Highlights & Insights¶
- Brand New Attack Dimension: The first to systematically study adversarial attacks at the tokenization level, revealing a safety vulnerability that was previously entirely overlooked.
- Zero Text Modification: Jailbreaking is achieved without altering any characters, rendering text-content-based safety detection (e.g., keyword filtering, perplexity detection) completely ineffective.
- Theoretical Insight: Unveils the vulnerability of safety alignment in the token space—alignment is only effective along the standard BPE path, leaving exponentially many equivalent paths uncovered.
- High Practicality: It requires neither white-box access nor complex optimization; it can be implemented solely with knowledge of the vocabulary.
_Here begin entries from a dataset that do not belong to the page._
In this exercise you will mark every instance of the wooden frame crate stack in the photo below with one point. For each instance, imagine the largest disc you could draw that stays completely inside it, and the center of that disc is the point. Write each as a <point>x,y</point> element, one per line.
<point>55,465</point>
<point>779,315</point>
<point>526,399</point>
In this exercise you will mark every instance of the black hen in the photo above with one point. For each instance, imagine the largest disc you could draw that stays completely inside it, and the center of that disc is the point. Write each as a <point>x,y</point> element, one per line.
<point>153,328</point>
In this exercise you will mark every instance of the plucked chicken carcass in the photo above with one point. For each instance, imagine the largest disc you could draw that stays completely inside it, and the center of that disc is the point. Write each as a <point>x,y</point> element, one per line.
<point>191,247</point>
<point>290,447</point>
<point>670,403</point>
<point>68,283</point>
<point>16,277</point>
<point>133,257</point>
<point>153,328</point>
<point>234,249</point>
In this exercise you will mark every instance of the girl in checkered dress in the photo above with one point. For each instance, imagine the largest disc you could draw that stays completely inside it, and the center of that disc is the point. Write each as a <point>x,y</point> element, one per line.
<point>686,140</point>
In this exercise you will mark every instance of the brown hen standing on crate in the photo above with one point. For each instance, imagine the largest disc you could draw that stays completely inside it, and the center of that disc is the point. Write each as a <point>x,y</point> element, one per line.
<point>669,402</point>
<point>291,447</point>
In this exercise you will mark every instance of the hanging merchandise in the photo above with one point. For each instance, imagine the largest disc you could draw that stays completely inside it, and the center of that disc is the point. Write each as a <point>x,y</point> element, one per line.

Limitations & Future Work¶
- Greedy search may fail to find the globally optimal adversarial tokenization; stronger search strategies (e.g., beam search, MCTS) could potentially further enhance attack effectiveness.
- Potential defense strategies include: (1) introducing multi-tokenization data augmentation during training; (2) detokenizing tokens back to text and then re-tokenizing using standard tokenization during inference; (3) applying additional safety checks for non-standard tokenization inputs.
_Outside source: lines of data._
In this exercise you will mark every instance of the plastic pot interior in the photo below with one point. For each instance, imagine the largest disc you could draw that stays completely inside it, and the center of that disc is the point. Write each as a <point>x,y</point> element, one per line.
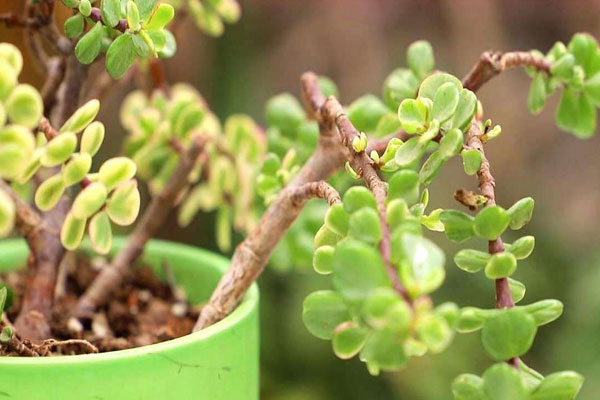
<point>220,362</point>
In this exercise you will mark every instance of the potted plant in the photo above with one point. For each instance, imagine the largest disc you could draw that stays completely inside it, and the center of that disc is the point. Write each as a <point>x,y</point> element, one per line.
<point>371,239</point>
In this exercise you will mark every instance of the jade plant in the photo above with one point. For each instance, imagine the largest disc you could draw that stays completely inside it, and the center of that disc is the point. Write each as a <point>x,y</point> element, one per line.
<point>381,153</point>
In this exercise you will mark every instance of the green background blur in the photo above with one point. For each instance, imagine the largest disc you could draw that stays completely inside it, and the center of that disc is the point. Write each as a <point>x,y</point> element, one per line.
<point>357,43</point>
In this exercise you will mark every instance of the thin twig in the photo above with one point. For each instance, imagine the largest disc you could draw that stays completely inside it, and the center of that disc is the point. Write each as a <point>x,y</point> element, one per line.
<point>360,162</point>
<point>491,63</point>
<point>154,216</point>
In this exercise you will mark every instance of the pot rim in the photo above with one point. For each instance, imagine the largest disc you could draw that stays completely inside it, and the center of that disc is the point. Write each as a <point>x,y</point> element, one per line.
<point>242,311</point>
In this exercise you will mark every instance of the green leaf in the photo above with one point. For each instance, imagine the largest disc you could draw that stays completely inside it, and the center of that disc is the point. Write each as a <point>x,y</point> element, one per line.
<point>366,111</point>
<point>59,149</point>
<point>358,197</point>
<point>325,237</point>
<point>120,56</point>
<point>49,192</point>
<point>123,206</point>
<point>399,85</point>
<point>82,117</point>
<point>358,269</point>
<point>24,106</point>
<point>384,308</point>
<point>89,200</point>
<point>145,8</point>
<point>16,149</point>
<point>491,222</point>
<point>337,219</point>
<point>413,115</point>
<point>74,26</point>
<point>503,382</point>
<point>7,219</point>
<point>409,152</point>
<point>383,350</point>
<point>323,260</point>
<point>517,290</point>
<point>85,7</point>
<point>404,184</point>
<point>520,213</point>
<point>591,88</point>
<point>170,47</point>
<point>451,144</point>
<point>465,111</point>
<point>419,58</point>
<point>585,49</point>
<point>92,138</point>
<point>471,161</point>
<point>88,47</point>
<point>322,311</point>
<point>537,93</point>
<point>3,296</point>
<point>364,225</point>
<point>544,311</point>
<point>116,171</point>
<point>508,334</point>
<point>286,113</point>
<point>8,79</point>
<point>421,262</point>
<point>470,260</point>
<point>133,16</point>
<point>445,102</point>
<point>163,14</point>
<point>111,12</point>
<point>348,339</point>
<point>141,47</point>
<point>397,212</point>
<point>522,247</point>
<point>76,169</point>
<point>6,334</point>
<point>576,114</point>
<point>458,225</point>
<point>501,265</point>
<point>559,386</point>
<point>468,387</point>
<point>432,83</point>
<point>72,231</point>
<point>100,233</point>
<point>433,330</point>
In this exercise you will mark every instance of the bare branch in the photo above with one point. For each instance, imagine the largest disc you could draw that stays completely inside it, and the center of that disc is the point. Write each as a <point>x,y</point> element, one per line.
<point>252,255</point>
<point>487,188</point>
<point>28,220</point>
<point>360,162</point>
<point>153,218</point>
<point>492,63</point>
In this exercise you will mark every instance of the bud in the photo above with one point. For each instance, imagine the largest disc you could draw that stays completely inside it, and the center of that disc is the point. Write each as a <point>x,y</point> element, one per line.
<point>89,200</point>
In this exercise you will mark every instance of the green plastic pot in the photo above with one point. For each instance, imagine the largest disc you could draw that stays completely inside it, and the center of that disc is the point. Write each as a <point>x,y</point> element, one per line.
<point>217,363</point>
- The paper mainly conducts experiments in English; in multilingual scenarios, the tokenization space is larger, potentially widening the attack surface.
- The attack effectiveness against closed-source APIs is limited by whether the APIs permit custom token inputs.
Related Work & Insights¶
- vs GCG (Zou et al., 2023): GCG utilizes gradient optimization to append adversarial suffixes for jailbreaking, which requires text modification and white-box access; Ours does not modify text or require gradients, making the two approaches complementary.
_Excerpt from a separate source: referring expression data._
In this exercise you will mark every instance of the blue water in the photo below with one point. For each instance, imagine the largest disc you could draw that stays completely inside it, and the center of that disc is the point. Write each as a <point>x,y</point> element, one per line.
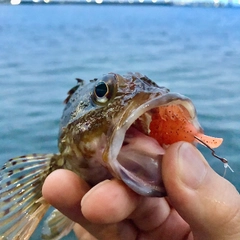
<point>193,51</point>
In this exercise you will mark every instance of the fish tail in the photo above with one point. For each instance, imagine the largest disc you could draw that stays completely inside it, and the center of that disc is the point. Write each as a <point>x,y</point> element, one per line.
<point>56,226</point>
<point>21,203</point>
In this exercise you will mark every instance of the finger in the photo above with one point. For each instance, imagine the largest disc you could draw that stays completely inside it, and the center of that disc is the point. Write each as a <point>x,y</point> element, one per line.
<point>208,202</point>
<point>113,201</point>
<point>82,233</point>
<point>64,190</point>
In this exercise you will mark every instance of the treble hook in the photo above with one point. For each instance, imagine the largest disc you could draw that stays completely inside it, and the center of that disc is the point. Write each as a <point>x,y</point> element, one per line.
<point>224,160</point>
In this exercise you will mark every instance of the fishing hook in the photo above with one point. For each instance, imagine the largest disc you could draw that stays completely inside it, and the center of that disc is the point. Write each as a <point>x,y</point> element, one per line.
<point>224,160</point>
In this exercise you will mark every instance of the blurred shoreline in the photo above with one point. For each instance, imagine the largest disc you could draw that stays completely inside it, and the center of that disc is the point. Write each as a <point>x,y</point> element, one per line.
<point>210,4</point>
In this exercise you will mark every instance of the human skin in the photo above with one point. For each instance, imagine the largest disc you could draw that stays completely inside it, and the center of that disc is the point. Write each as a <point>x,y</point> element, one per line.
<point>200,203</point>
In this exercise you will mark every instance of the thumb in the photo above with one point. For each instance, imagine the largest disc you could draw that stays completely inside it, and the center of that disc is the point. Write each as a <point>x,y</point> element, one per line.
<point>206,201</point>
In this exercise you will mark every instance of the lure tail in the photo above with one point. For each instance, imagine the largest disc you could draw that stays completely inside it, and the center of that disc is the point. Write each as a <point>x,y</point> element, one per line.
<point>21,203</point>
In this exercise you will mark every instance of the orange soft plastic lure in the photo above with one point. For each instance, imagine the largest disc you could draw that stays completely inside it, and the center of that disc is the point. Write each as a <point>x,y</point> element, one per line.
<point>170,124</point>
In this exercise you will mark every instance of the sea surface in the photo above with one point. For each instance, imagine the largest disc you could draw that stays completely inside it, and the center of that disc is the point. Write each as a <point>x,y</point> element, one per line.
<point>192,51</point>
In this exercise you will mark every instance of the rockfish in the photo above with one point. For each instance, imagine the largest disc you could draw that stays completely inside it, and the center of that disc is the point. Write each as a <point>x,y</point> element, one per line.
<point>112,127</point>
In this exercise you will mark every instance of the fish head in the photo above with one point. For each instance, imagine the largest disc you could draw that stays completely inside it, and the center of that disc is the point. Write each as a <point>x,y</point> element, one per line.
<point>113,119</point>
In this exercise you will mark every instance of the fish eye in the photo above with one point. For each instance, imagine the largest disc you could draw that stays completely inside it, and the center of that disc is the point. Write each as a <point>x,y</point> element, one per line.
<point>101,92</point>
<point>105,89</point>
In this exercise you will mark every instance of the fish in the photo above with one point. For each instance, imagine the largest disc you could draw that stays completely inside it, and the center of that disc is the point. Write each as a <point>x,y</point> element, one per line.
<point>114,126</point>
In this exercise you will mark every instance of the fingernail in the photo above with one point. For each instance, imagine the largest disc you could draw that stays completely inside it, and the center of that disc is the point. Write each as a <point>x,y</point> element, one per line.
<point>192,165</point>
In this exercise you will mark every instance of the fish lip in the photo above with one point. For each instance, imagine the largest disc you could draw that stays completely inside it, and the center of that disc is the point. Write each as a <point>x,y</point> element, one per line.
<point>118,135</point>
- vs AutoDAN: AutoDAN automatically rewrites harmful requests to bypass safety filters, which also requires altering text semantics; Ours strictly maintains the text unchanged.
- vs "Tokenization Matters!" (Wang et al., 2024): That work investigates the impact of non-standard tokenization on LLM performance but does not explore it from a safety perspective; Ours fills this gap.
Rating¶
- Novelty: ⭐⭐⭐⭐⭐ Brand new attack dimension, representing the first systematic study on safety vulnerabilities at the tokenization level.
- Experimental Thoroughness: ⭐⭐⭐⭐ Covers 3 SOTA LLMs and multiple datasets, though details are constrained by the paper's length (SRW).
- Writing Quality: ⭐⭐⭐⭐ Clearly presented problem, compelling motivation.
- Value: ⭐⭐⭐⭐⭐ Highlights a systematic blind spot in safety alignment, providing an important heads-up to the LLM safety community.